Yo_Blue

September 28th, 2017 at 7:32 AM ^

I remember growing up they had just come out with Playboy Playmate puzzles. They came in cans that you had to open with a can opener.  There was a plastic lid to use after you opened the can, but under the plastic was a foldout of what the puzzle looked like.  Well, as kids, of course we raided that section of Hudson's at Westland Mall and stole dozens of the foldouts.  At home I hollowed out the inside of a kids book and kept my stash in there.  Years later, my Mom decided to help out our local elementary school by donating some of my kid books to their library.  I still remember the night she took a call from the school principle informing her that she had donated porn to the school.  It wasn't until years later that I found out that both of them were laughing hysterically during the call.

Mocha Cub

September 27th, 2017 at 11:51 PM ^

That's too bad. I'm glad he won't go to the grave thinking that Johnny "Drama" Chase aka the Monkey Boy was the one that set those chimps loose. RIP Hef may your dick work again without a pill, in heaven.

 

Esterhaus

September 27th, 2017 at 11:51 PM ^

You ignorant slut ...

An acquaintance purchased the former Playboy Mansion/Chicago and converted it into a residence. I never did see the final tab for disinfectants but I bet you could live off that amount very well in, say, Bolivia ...

TheTurtle

September 28th, 2017 at 12:35 AM ^

If you take into account that Playboy started in 1953, that means that the original models were born in 1935 at the latest. If the girls in the original edition had children at 18, then those children had children at 18, we could theoretically see the great-granddaughter of an original Playboy model, or even the great-great-granddaughter if the progenitor of the line were about a decade older, closer to 28 than 18, in a Playboy. That's four or five generations of girls from one direct line that we could have potentially seen at this point over the years.
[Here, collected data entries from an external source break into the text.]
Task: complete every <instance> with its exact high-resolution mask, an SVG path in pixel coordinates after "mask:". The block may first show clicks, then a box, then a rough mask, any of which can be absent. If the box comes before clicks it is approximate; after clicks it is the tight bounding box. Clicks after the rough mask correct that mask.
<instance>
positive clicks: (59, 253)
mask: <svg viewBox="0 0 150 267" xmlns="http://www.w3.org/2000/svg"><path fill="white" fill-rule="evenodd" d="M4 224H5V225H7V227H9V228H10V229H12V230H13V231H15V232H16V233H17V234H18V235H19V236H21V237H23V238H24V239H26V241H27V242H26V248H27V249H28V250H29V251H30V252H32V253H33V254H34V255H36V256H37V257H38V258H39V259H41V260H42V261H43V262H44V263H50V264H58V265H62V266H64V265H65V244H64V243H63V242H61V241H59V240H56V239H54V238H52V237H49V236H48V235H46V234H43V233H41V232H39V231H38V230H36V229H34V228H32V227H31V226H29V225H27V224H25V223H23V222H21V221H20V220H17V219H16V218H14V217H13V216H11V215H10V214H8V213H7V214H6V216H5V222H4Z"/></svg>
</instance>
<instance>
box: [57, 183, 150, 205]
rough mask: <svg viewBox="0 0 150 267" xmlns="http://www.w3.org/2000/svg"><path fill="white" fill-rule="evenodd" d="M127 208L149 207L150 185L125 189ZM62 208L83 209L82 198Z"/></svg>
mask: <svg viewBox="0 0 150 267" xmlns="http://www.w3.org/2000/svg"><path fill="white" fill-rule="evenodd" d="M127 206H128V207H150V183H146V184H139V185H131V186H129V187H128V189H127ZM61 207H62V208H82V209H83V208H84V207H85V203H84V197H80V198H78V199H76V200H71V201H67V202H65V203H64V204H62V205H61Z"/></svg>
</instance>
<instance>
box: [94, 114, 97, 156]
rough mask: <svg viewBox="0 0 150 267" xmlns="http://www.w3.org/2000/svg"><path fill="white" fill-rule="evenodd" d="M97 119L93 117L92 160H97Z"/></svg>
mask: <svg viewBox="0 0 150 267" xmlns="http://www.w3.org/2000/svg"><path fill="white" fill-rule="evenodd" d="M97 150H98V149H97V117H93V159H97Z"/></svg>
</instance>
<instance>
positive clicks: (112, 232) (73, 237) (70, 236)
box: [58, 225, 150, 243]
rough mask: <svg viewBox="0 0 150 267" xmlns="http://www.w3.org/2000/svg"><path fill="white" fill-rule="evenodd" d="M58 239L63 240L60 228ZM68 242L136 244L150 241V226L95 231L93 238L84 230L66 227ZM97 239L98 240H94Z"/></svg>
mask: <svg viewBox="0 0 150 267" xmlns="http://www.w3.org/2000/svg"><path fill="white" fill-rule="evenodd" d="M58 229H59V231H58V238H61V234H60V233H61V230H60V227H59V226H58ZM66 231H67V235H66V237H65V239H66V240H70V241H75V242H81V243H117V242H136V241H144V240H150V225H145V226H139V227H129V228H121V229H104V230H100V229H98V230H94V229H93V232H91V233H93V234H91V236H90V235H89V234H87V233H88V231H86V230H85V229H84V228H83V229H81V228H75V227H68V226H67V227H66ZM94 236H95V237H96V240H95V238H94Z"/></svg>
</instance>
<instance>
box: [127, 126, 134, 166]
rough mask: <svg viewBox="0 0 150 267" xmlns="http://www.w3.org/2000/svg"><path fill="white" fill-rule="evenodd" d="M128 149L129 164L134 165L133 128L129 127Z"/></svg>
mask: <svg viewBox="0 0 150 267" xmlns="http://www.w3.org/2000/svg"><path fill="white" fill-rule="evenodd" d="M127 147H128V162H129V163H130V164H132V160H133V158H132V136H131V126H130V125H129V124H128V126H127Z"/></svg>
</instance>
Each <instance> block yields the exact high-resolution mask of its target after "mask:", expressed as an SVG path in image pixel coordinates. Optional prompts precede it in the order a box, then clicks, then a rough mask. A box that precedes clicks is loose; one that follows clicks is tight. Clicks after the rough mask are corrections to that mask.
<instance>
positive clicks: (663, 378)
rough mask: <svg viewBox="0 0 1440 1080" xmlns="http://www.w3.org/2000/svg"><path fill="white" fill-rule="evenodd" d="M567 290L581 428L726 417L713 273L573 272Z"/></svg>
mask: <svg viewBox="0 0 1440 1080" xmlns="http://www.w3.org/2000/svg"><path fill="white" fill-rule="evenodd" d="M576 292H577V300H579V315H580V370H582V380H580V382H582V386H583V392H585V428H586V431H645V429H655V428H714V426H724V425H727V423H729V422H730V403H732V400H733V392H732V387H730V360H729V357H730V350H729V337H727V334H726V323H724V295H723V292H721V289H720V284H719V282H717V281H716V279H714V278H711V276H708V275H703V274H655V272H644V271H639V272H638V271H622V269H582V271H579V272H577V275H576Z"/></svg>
That's not accounting for the 9 months, give or take, required for birthing, nor the unlikelihood of them all getting pregnant at 18, or the reverse situation that many of the Playboy models were probably knocked up at 13, or the possibility of a daughter in the line being too ugly to be a Playboy model, but I digress. You get the point.

Esterhaus

September 28th, 2017 at 1:01 AM ^

We're talking Playboy Mag and despite what men said at the time, no, it wasn't about the articles. Thankfully few paid attention to the text there, otherwise most would have serious psych problems because a "normal" man depicted in the articles had an eighteen-inch schlong. Fortunately those of us with merely 17.5-inch long weiners learned we could please a woman with even less, say, 16.4-inch stuff and that only a very few men were gifted less (sad for them).

Although the cartoons were pretty funny, too. But there were no math questions!

HelloHeisman91

September 28th, 2017 at 12:10 AM ^

Thanks for providing so much knowledge, Hugh. It takes a special man to inspire so many young men to aimlessly wander through the woods in search of images that were once only imagined and dreampt about. For those too young to remember a time before the internet, when young men had to use their imagination and or flip pages of a magazine to realize their dreams, people used to have to hide their collections of magazines, like Hugh's publication, in the woods to avoid the wrath of a mother or the anger of a wife. This encouraged many a young man to hit the woods at the end of the cul-de-sac on a hormone filled mission in the ever worthwhile pursuit of knowledge.

God bless you, Hugh Hefner.

Sam1863

September 28th, 2017 at 5:47 AM ^

Mine were under the carpet in my bedroom closet, under a mountain of piled-up shoes and other crap. Good camouflage.

Hef's got his arms around Patti McGuire, PMOY who married Jimmy Connors, and Sondra Theodore, his main squeeze for a time.

I was an avid "reader." If I'd studied Shakespeare like I studied those old issues, I'd have a Ph.D in English Lit.